Neppure cento anni, uno sbuffo, un sospiro.

La hall dell’albergo dove mi trovo è grande e lussuosa, non fa freddo ma neppure abbastanza caldo per essere in primavera.

Sono in Portogallo, la data è il 24 marzo del 1946, il luogo Estoril.

Estoril, oggi, è un’esclusiva città di villeggiatura, incastonata nella costa di Lisbona, che si affaccia sull’oceano Atlantico.

Oggi offre ottimi ristoranti, bar trendy e hotel di alto livello. È una cittadina florida decisamente pensata per le coppie e le famiglie, con stabilimenti balneari pieni di ombrelloni multicolori, che si susseguono a perdita d’occhio.

Ma subito dopo la seconda guerra mondiale era ancora un piccolo centro, nato da un villaggio di pescatori, nidificato su una costa selvaggia, ricoperta in gran parte da una bassa macchia arbustiva e con pochi radi bagnanti nel periodo estivo

Sono seduto nell’androne dell’Hotel do Parque, uno dei pochi aperti in questa stagione anche se con pochi, pochi clienti.

Come un cacciatore attendo paziente, accovacciato in un divano di velluto rosso, la mia preda che, sono sicuro, passerà da lì a poco.

La mia attesa non è, fortunatamente, prolungata. A nessuno, infatti, piace attendere a lungo, ci si annoia, sempre, troppo rapidamente.

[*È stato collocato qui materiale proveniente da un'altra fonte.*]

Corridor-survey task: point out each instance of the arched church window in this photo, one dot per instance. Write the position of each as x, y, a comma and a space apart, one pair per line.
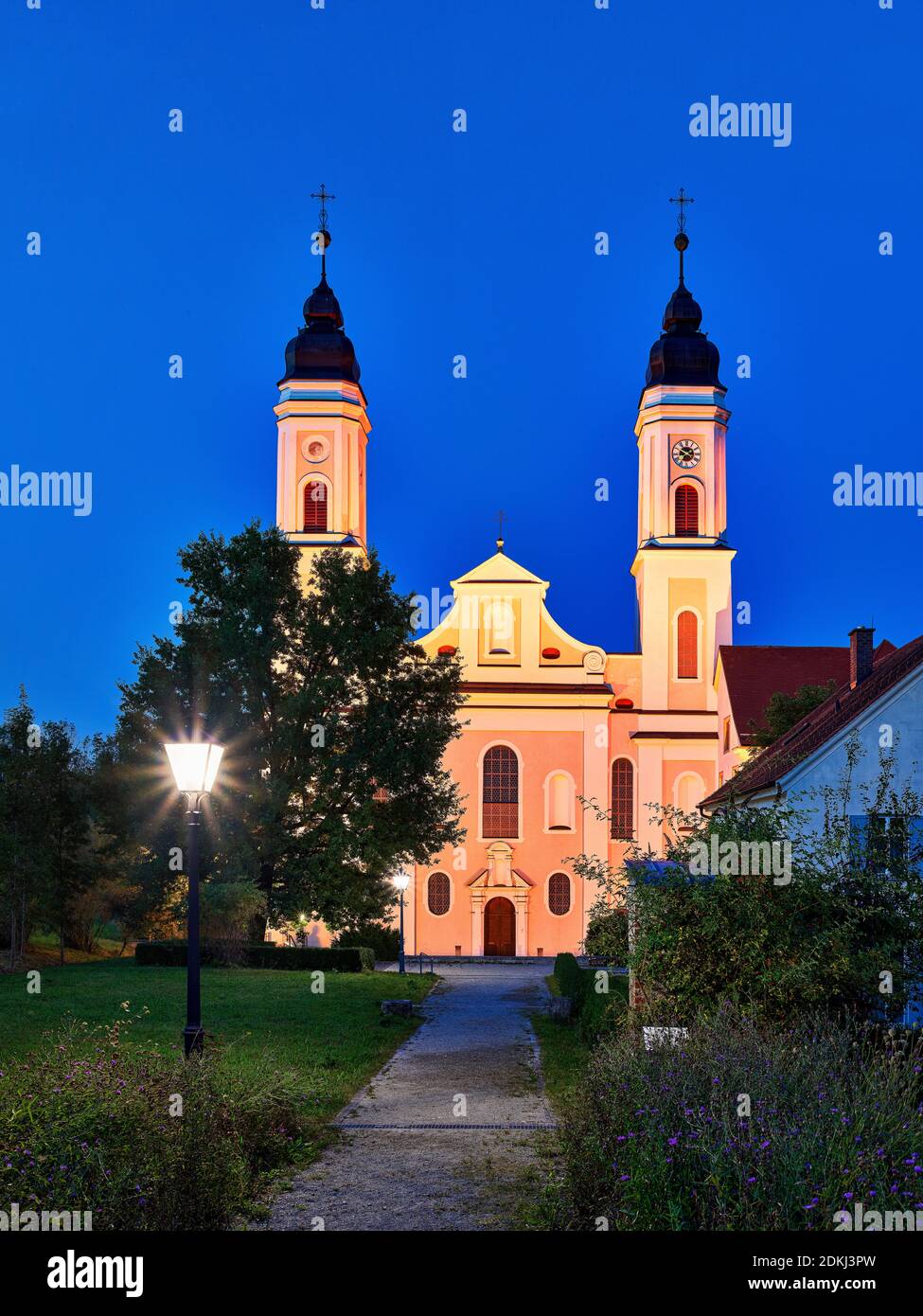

L’uomo che entra dall’ingresso è discretamente alto, la sua statura supera il metro e ottanta, i tratti somatici sono tipici della razza slava, i capelli, ora radi, dovevano essere stati lisci e biondi e gli occhi sono di un azzurro intenso.

Porta un cappotto aperto che lascia intravvedere un abito elegante forse un po’ liso, ma con dignità.

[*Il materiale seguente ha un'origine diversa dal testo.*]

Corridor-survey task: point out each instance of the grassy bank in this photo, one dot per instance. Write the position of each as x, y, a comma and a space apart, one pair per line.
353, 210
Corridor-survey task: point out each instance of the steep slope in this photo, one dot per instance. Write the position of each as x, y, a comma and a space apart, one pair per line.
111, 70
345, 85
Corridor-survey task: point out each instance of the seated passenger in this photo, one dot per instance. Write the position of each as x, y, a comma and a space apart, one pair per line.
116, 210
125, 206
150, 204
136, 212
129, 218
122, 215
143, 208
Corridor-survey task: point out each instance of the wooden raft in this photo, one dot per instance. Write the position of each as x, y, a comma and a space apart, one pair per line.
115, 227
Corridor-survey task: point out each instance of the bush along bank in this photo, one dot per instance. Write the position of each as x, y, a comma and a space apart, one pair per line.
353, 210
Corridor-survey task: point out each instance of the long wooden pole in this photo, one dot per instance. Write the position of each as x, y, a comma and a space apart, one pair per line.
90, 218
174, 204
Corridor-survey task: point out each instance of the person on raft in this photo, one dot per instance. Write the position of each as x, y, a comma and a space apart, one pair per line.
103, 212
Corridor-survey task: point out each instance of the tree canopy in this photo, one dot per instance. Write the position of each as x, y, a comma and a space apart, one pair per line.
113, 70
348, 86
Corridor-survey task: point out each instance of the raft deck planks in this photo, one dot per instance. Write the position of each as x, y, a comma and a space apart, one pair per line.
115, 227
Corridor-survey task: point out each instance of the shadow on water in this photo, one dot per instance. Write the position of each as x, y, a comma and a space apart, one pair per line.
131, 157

Al polso porta un tank Cartier modello 1921 e un anello d’oro al mignolo, un piccolo vezzo.

Ha lo sguardo corrucciato come di chi ha passeggiato a lungo sulle sponde dell’Oceano portando con sé i fantasmi di un’esistenza non banale ma neppure felice.

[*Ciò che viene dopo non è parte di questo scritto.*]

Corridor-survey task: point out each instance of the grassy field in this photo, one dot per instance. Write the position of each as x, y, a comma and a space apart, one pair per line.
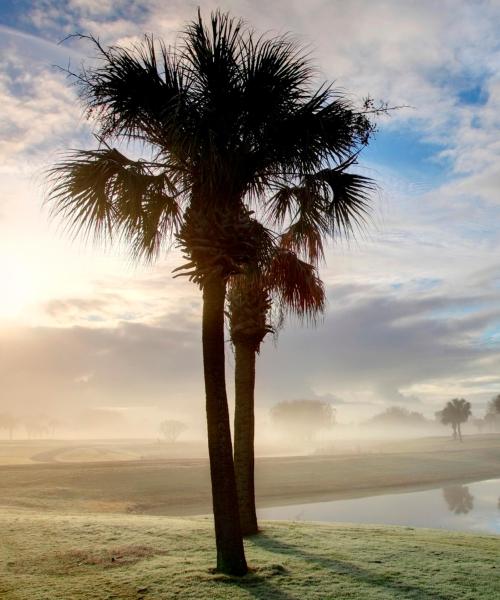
178, 487
122, 557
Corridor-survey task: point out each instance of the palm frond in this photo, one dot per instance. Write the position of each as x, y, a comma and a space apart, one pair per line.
102, 193
296, 286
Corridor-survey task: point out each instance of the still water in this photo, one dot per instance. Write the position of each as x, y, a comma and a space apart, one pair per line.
465, 507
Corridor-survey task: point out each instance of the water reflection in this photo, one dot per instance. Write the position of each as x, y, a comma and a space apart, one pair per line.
464, 507
460, 501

Raramente un sorriso deve aver visitato il suo volto.

Chiede, in un portoghese onorevole, la chiave e che gli sia servito il pasto in camera. Poi rimane immobile, come se rincorresse un pensiero o cercasse il coraggio per fare una domanda.

Infine, d’un fiato, chiede se c’è una comunicazione per lui, un telegramma.

Il concierge lo guarda con gli occhi di un bambino che ha lasciato volar via il suo palloncino.

Poi scuote il capo e risponde: «No dottore, nessuna comunicazione. Sarà mia premura e…bla, bla, bla…».

L’uomo non l’ascolta più, sente solo un fischio e pensa ad una donna lontana, nel tempo o nello spazio, forse una delle mogli o la madre.

La comunicazione che attende con impazienza è la decisione della federazione mondiale di scacchi di organizzare o meno, l’incontro per il titolo.

So che tale comunicazione arrivò beffardamente solo dopo la sua morte. A Londra, la sera del 23 marzo 1946, infatti, la Federazione Inglese di Scacchi (BCF), dopo un lungo e controverso dibattito decise di organizzare in Inghilterra, probabilmente a Nottingham, un incontro per il Titolo Mondiale tra il detentore, che è l’uomo che sto osservando in quell’albergo, e la nuova “stella” sovietica Mikhail Botvinnik. Per l’organizzazione dell’incontro la Federazione Sovietica stanziò, come premio, 10 mila dollari.

L’uomo che osservo, infine, con passo leggermente appesantito dagli anni e da una vita di eccessi e deluso per non aver ricevuto il telegramma ufficiale, sale le scale per raggiungere la sua stanza.

Io mi alzo e lo seguo perché questa notte, se voglio svelare il mistero della sua morte, devo vegliarlo.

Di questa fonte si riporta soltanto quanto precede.